O eleitor brasileiro se comporta como quem saiu de um relacionamento com alguém decente, educado, trabalhador, mas se frustrou. Foi traído, foi enganado, sofreu. E então decide que agora só vai se envolver com o chefe do tráfico. Porque “esse aí pelo menos é verdadeiro”. Acha que gritar é sinceridade, que humilhar é autenticidade, que ser ignorante é uma forma de pureza. É uma inversão completa dos critérios de valor.
Depois de se decepcionar com a política institucional, seja a esquerda engomada ou a direita de gabinete, o brasileiro médio passou a acreditar que a solução viria de gente sem filtro, sem preparo e sem freio. Elege figuras histriônicas, descontroladas, violentas, achando que assim finalmente será respeitado. Não será. Mas repete o padrão como quem insiste em relacionamentos ruins esperando um final feliz.
Aí surge o caso Zambelli. Um enredo que mistura roteiro de série ruim com delírio institucional. A deputada se envolve com o hacker da Vaza Jato, o mesmo que implodiu a Lava Jato, e vira protagonista de mais uma crise mal explicada. Paga com dinheiro público para que ele invada sistemas do Judiciário. Arriscou causar instabilidade em processos, que são só eletrônicos agora, envolvendo todos os brasileiros.
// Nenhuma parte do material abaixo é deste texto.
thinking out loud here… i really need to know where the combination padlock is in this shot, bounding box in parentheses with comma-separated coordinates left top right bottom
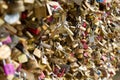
(3, 57, 15, 76)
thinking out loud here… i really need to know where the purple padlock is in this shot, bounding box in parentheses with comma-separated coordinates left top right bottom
(2, 35, 12, 44)
(3, 58, 15, 75)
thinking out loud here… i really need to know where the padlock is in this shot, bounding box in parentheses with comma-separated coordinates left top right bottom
(9, 35, 19, 49)
(34, 3, 47, 19)
(33, 47, 42, 58)
(83, 43, 88, 49)
(2, 35, 12, 44)
(26, 27, 40, 35)
(11, 48, 22, 61)
(7, 0, 25, 13)
(0, 45, 11, 60)
(4, 13, 20, 24)
(18, 54, 28, 63)
(3, 58, 15, 76)
(53, 65, 65, 77)
(42, 55, 48, 65)
(38, 72, 45, 80)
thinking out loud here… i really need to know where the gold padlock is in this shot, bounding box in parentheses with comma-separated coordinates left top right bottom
(11, 48, 22, 61)
(7, 0, 25, 13)
(18, 54, 28, 63)
(33, 48, 42, 58)
(34, 2, 47, 19)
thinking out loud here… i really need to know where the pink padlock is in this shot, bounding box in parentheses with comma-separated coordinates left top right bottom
(38, 72, 45, 80)
(3, 58, 15, 75)
(2, 35, 12, 44)
(83, 43, 88, 49)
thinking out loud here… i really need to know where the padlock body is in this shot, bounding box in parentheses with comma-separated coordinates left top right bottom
(3, 63, 15, 75)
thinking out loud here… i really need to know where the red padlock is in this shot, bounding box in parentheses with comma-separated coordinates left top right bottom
(57, 68, 65, 77)
(27, 27, 40, 35)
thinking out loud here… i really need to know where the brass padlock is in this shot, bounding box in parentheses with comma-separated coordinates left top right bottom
(34, 3, 47, 19)
(7, 0, 25, 13)
(11, 48, 22, 61)
(18, 54, 28, 63)
(33, 48, 42, 58)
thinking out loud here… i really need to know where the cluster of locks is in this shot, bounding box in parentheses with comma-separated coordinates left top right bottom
(0, 0, 120, 80)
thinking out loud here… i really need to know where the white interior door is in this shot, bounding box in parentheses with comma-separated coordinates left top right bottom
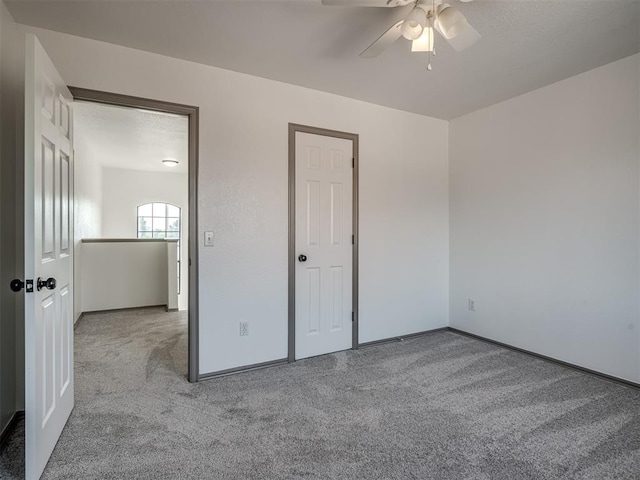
(295, 132, 353, 360)
(24, 34, 74, 480)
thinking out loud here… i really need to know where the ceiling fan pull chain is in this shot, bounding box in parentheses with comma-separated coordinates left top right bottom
(427, 1, 434, 71)
(429, 24, 434, 70)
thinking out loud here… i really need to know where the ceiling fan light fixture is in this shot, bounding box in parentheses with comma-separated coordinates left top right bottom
(411, 25, 434, 52)
(435, 4, 469, 39)
(401, 6, 427, 40)
(348, 0, 481, 60)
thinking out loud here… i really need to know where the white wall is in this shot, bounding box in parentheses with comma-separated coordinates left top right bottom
(80, 240, 174, 312)
(5, 17, 636, 384)
(72, 130, 103, 321)
(100, 167, 188, 310)
(22, 26, 450, 375)
(450, 54, 640, 383)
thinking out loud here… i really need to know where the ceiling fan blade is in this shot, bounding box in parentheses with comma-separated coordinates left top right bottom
(322, 0, 413, 7)
(441, 23, 481, 51)
(360, 20, 404, 57)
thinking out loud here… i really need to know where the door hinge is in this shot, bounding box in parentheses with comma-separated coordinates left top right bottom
(351, 234, 354, 245)
(351, 311, 355, 322)
(352, 157, 355, 168)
O dever dela, como deputada, seria reportar qualquer risco de invasão.
O caso de Zambelli também levanta uma questão institucional importante. Ela foi julgada por uma turma do Supremo, e não pelo plenário. Isso está errado. Zambelli é deputada federal em exercício, com mandato vigente. Um julgamento com esse impacto político e institucional não pode acontecer fora do pleno. Essa distorção precisa ser debatida politicamente. O problema não está na figura da parlamentar, mas no precedente que se abre quando o rito é atropelado. Quando a regra deixa de valer para quem está errado, ela deixa de valer para todo mundo.
Não se trata de defender Zambelli. Trata-se de defender a institucionalidade. Quando o processo se adapta ao réu, e não o contrário, o risco é de que as regras deixem de valer para todos.
Esse caso é um retrato do nosso tempo. A política virou uma guerra de torcida organizada, movida a gritos e reações emocionais. E do emocionado na política já se sabe duas coisas: não entende nada de política e os frutos daquela árvore costumam ser podres. Quem topa comer, que arque com as consequências.
A política brasileira virou isso. Um espetáculo em que os protagonistas não sabem atuar e o público aplaude a pior cena.
Cenas dos próximos capítulos virão. Zambelli pode ser cassada. Pode continuar no cargo. Pode sair do país para dar curso sobre democracia. Nada disso surpreende mais.
Mas o que fica, para quem quiser aprender, é o seguinte: se você continua defendendo o que já te fez mal, o problema não é mais do outro. É seu.